Debate over slacking, severance, and integrity
- Some report a common “MO”: deliberately underperform until placed on PIP/Focus, collect payout, and exit.
- Others find that incompatible with personal integrity, even for a company they see as lacking it.
- Counter-arguments:
- Employment is a business transaction; don’t extend moral concern to corporations that would fire you instantly.
- However, chronic underperformance harms coworkers and customers more than “the company,” so integrity still matters.
- A minority view argues that being a “good employee” at an abusive employer props up bad policies; employees may even have a duty to resist through non-cooperation.
Legal and regional aspects of WFH
- Conflicting claims about legal rights:
- In some European countries there is at least a formal right to request flexible work, with employers needing “reasonable” justification to refuse, though this is described as often toothless.
- Specific disagreement over whether there is any true legal “right to work from home” in places like Germany and the Netherlands; most conclude it does not exist as a blanket right.
- Anecdotes from the Netherlands and elsewhere show wide variation: from full-time mandatory onsite (even for freelancers) to team-decided schedules with mostly WFH.
Unionization and collective leverage
- Several propose unionizing Amazon tech workers and using strikes (e.g., disrupting AWS) to resist RTO.
- Obstacles discussed:
- Immigration status tied to employment reduces willingness to strike.
- Amazon’s aggressive anti-union tactics, including surveillance, external union-busting firms, and alleged retaliation.
- Higher-paid engineers may feel well-compensated and be less motivated to unionize.
RTO vs WFH: lifestyle, costs, and expectations
- Many restructured their lives around long-term remote/hybrid (moving farther out, buying homes, childcare patterns) and now cannot easily return to full-time office.
- Disagreement on responsibility:
- One side: employers never guaranteed permanent WFH; employees who assumed that took a personal risk.
- Other side: WFH is a major quality-of-life and environmental benefit and should be treated like a labor right, not a perk to be unilaterally revoked.

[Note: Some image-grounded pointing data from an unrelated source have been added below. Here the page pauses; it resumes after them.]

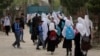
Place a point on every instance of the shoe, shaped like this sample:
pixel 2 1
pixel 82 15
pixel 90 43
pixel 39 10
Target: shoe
pixel 38 49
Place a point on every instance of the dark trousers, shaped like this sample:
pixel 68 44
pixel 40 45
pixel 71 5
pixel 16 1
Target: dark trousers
pixel 21 35
pixel 17 41
pixel 7 29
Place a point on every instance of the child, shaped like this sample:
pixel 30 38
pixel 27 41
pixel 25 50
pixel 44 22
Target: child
pixel 40 35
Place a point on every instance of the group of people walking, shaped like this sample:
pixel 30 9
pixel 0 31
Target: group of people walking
pixel 52 28
pixel 16 26
pixel 48 30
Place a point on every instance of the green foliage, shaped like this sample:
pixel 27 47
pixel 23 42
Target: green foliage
pixel 94 6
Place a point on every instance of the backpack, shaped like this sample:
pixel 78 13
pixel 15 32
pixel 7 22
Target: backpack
pixel 52 35
pixel 69 33
pixel 58 30
pixel 13 28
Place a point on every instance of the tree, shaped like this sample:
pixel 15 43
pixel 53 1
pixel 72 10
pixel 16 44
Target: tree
pixel 94 8
pixel 4 4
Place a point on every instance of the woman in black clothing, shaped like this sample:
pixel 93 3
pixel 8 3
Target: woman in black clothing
pixel 77 45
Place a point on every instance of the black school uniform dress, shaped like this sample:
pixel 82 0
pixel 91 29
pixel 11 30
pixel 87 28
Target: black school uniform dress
pixel 51 44
pixel 67 43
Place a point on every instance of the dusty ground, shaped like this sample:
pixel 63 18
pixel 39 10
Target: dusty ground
pixel 28 49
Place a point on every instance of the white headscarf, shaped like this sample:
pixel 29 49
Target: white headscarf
pixel 44 26
pixel 67 23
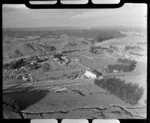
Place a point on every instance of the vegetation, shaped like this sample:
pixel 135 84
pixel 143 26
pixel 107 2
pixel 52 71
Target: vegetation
pixel 130 93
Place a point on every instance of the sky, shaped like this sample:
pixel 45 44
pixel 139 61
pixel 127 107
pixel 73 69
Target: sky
pixel 134 15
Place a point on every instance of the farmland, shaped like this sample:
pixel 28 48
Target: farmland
pixel 43 71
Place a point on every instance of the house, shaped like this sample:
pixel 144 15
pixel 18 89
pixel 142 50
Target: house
pixel 89 74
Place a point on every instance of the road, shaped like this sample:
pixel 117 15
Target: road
pixel 45 85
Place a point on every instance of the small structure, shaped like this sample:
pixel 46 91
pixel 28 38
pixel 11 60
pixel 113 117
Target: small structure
pixel 115 71
pixel 89 74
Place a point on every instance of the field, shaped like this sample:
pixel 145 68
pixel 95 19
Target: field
pixel 53 84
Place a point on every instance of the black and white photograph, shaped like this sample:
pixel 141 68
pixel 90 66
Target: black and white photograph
pixel 74 63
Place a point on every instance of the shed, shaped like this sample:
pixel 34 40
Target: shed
pixel 89 74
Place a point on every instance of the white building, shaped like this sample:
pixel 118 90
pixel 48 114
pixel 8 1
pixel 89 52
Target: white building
pixel 89 74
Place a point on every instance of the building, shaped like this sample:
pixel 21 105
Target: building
pixel 89 74
pixel 92 74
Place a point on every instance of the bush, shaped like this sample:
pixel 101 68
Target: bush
pixel 130 93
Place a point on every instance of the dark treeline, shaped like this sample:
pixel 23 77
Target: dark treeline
pixel 130 93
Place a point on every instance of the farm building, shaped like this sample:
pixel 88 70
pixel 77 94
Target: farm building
pixel 92 74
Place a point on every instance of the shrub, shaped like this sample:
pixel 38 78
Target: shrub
pixel 130 93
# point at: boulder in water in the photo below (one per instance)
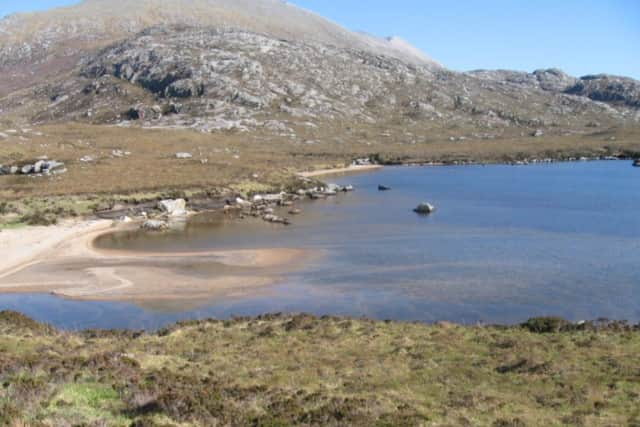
(154, 225)
(424, 208)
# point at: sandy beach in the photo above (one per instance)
(63, 261)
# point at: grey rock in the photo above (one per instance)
(154, 225)
(173, 208)
(38, 166)
(424, 208)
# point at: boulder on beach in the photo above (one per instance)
(177, 207)
(424, 208)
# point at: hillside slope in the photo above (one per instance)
(280, 370)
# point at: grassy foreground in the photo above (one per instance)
(301, 370)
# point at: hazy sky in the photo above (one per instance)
(579, 36)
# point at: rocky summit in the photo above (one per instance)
(221, 65)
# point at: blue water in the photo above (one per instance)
(505, 244)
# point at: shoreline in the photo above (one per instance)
(334, 171)
(66, 263)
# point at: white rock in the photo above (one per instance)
(176, 207)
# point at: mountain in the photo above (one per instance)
(52, 41)
(244, 65)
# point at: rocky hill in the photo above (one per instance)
(218, 65)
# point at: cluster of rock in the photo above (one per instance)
(424, 208)
(172, 211)
(264, 205)
(40, 167)
(222, 79)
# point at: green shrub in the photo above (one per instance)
(546, 325)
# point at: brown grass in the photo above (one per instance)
(225, 159)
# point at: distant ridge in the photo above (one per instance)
(107, 20)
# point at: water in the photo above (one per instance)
(505, 244)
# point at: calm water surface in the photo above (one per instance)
(505, 244)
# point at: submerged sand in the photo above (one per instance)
(63, 261)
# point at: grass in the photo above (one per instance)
(226, 161)
(278, 370)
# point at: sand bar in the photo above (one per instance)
(63, 261)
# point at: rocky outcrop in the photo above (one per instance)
(177, 207)
(610, 89)
(40, 167)
(155, 225)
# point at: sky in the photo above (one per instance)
(579, 36)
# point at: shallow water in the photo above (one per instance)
(506, 243)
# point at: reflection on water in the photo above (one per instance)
(506, 243)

- Commute is framed by some as a substantial hidden cost: lost time, accident risk, and CO₂, comparable in impact to serious health risks.
- A minority suggests “try 5 days and see if you like it” and possibly leverage the exodus to get promoted; others call that unrealistic when it implies “uprooting your whole life.”
Startups and alternative career paths
- Startups are repeatedly suggested: more remote-friendly, more ownership, broader impact per engineer.
- Skepticism about joining idea-only nontechnical founders for equity; several suggest building one’s own SaaS or treating side projects as long-term bets while keeping a stable job.
- Overall sentiment: Amazon brand helps in the market, but that advantage may decay as many SDEs exit simultaneously.